These kind of problems are very common in computer graphics. What I will explain only works if the distance you want to measure and your reference object are in the same plane (for example a sheet of paper on the table you want to measure).
If you knew how this plane lies in the image, that is how the points of the of the plane are mapped to points in the image, then it would be easy. Fortunately this task already has a good answer here! Let's apply this to measuring the distance of two points in the image. Take this screenshot out of your video as an example:
![the table](https://cdn.statically.io/img/i.sstatic.net/3P3is.png)
The corners of the sheet of paper are $p_1 = (496, 255)$, $p_2 = (607, 224)$, $p_3 = (508, 171)$, and $p_4 = (405, 194)$ and the corners of the table are $q_1 = (7,244)$, $q_2 = (654, 389)$, $q_3 = (860, 47)$, and $q_4 = (511, 23)$ (all in pixel). The corners of a DIN A3 paper are $e_1 = (0, 0)$, $e_2 = (0.3, 0)$, $e_3 = (0.3, 0.42)$, and $e_4 = (0, 0.42)$ (all in m).

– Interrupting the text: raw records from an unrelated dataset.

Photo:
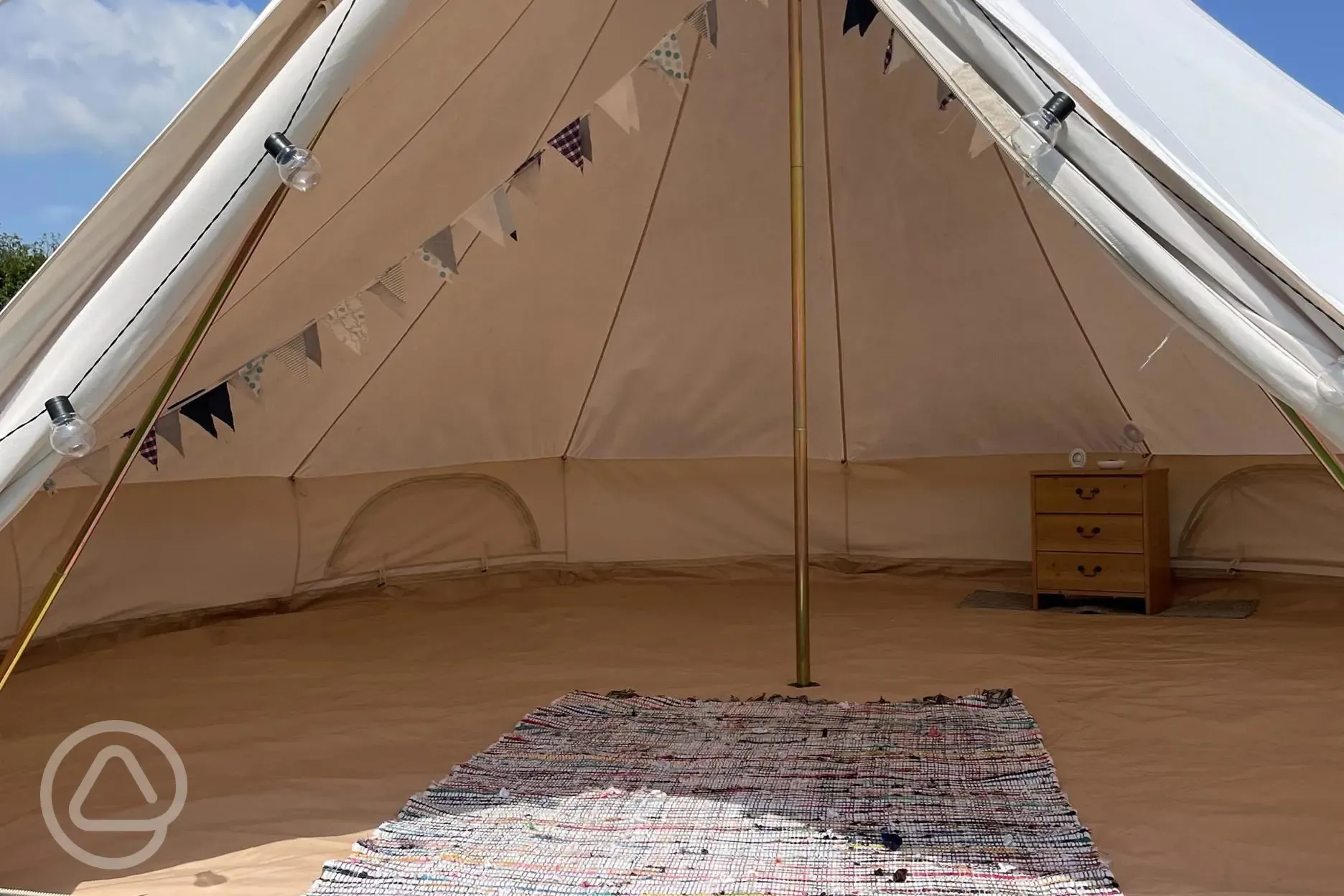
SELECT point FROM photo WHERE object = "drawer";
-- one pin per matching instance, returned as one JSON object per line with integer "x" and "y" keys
{"x": 1096, "y": 532}
{"x": 1089, "y": 493}
{"x": 1103, "y": 573}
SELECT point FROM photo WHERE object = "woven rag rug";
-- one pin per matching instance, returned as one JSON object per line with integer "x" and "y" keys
{"x": 630, "y": 795}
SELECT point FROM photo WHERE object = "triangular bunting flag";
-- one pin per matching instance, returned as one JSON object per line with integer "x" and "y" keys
{"x": 97, "y": 467}
{"x": 706, "y": 21}
{"x": 347, "y": 324}
{"x": 149, "y": 448}
{"x": 198, "y": 411}
{"x": 252, "y": 371}
{"x": 388, "y": 297}
{"x": 569, "y": 141}
{"x": 169, "y": 430}
{"x": 585, "y": 139}
{"x": 493, "y": 217}
{"x": 439, "y": 253}
{"x": 620, "y": 104}
{"x": 667, "y": 60}
{"x": 312, "y": 344}
{"x": 217, "y": 401}
{"x": 294, "y": 358}
{"x": 205, "y": 407}
{"x": 898, "y": 52}
{"x": 527, "y": 177}
{"x": 980, "y": 141}
{"x": 859, "y": 12}
{"x": 394, "y": 279}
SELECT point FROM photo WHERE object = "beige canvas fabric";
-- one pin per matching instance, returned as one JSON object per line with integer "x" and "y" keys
{"x": 621, "y": 373}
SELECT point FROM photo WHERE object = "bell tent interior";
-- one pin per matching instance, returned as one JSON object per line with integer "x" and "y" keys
{"x": 504, "y": 407}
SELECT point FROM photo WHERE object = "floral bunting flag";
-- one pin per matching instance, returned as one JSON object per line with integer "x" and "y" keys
{"x": 347, "y": 324}
{"x": 621, "y": 105}
{"x": 667, "y": 60}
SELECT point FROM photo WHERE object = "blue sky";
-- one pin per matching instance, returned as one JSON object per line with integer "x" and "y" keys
{"x": 86, "y": 83}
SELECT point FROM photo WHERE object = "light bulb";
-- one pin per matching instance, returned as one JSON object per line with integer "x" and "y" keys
{"x": 297, "y": 167}
{"x": 1330, "y": 383}
{"x": 70, "y": 433}
{"x": 1039, "y": 131}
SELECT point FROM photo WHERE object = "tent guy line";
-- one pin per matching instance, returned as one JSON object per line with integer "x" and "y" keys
{"x": 1101, "y": 132}
{"x": 350, "y": 7}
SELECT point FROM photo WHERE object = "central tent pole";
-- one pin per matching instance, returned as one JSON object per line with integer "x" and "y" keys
{"x": 800, "y": 353}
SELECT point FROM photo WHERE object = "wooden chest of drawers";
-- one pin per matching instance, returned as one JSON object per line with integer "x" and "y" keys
{"x": 1101, "y": 532}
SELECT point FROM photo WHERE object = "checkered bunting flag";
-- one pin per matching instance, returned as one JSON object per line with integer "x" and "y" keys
{"x": 573, "y": 141}
{"x": 149, "y": 448}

Now construct the transformation matrices according to the reference. For us the "destination image" is the sheet of paper, and the "source image" is the given one of the table. The transformation matrices are:
$$A=\left(
\begin{array}{ccc}
-400.027 & 530.049 & 377.977 \\
-134.686 & 172.899 & 212.787 \\
-0.806505 & 0.873228 & 0.933278 \\
\end{array}
\right),$$
$$B=\left(
\begin{array}{ccc}
0. & 0.3 & 0. \\
0. & 0. & 0.42 \\
-1. & 1. & 1. \\
\end{array}
\right),$$
$$\text{and } C=B A^{-1}=\left(
\begin{array}{ccc}
0.00218481 & 0.00325931 & -1.62797 \\
-0.00145442 & 0.00520777 & -0.148304 \\
-0.0000581739 & -0.00284785 & 1.74436 \\
\end{array}
\right).$$
The matrix C transforms from pixel coordinates to "sheet of paper" coordinates. Pay attention to the fact that we are using homogeneous coordinates. To transform the table corners to sheet coordinates we first apply $C$: $C (q_1,1)=(-1.03252, 0.768499, 1.23704)$, $C (q_2,1)=(-0.0915473, -0.927641, 1.61234)$, $C (q_3,1)=(1.47321, 0.553807, 0.62639)$, and $C (q_4,1)=(0.788933, 1.18639, 0.578344)$. And then perform the dehomogenization to obtain $q_1''=(-0.834672, 0.621241)$, $q_2''=(-0.0567792, -0.575339)$, $q_3''=(2.35191, 0.884125)$, and $q_4''=(1.36412, 2.05135)$. From this we can directly calculate the distances (in m) and find $d(q_1'',q_2'')=1.43$ (should be $1.53$), $d(q_2'',q_3'')=2.82$ (should be $2.73$), $d(q_3'',q_4'')=1.53$ (should be $1.53$), and $d(q_4'',q_1'')=2.62$ (should be $2.73$). These values are not perfect. Possible reasons are that I didn't pick the points in the image accurately enough. But, as was pointed out in the video, it is crucial that you choose the reference points as accurately as possible. Playing around with those values shows that they have a huge effect on the final result. This method also does not take lens distortion into account.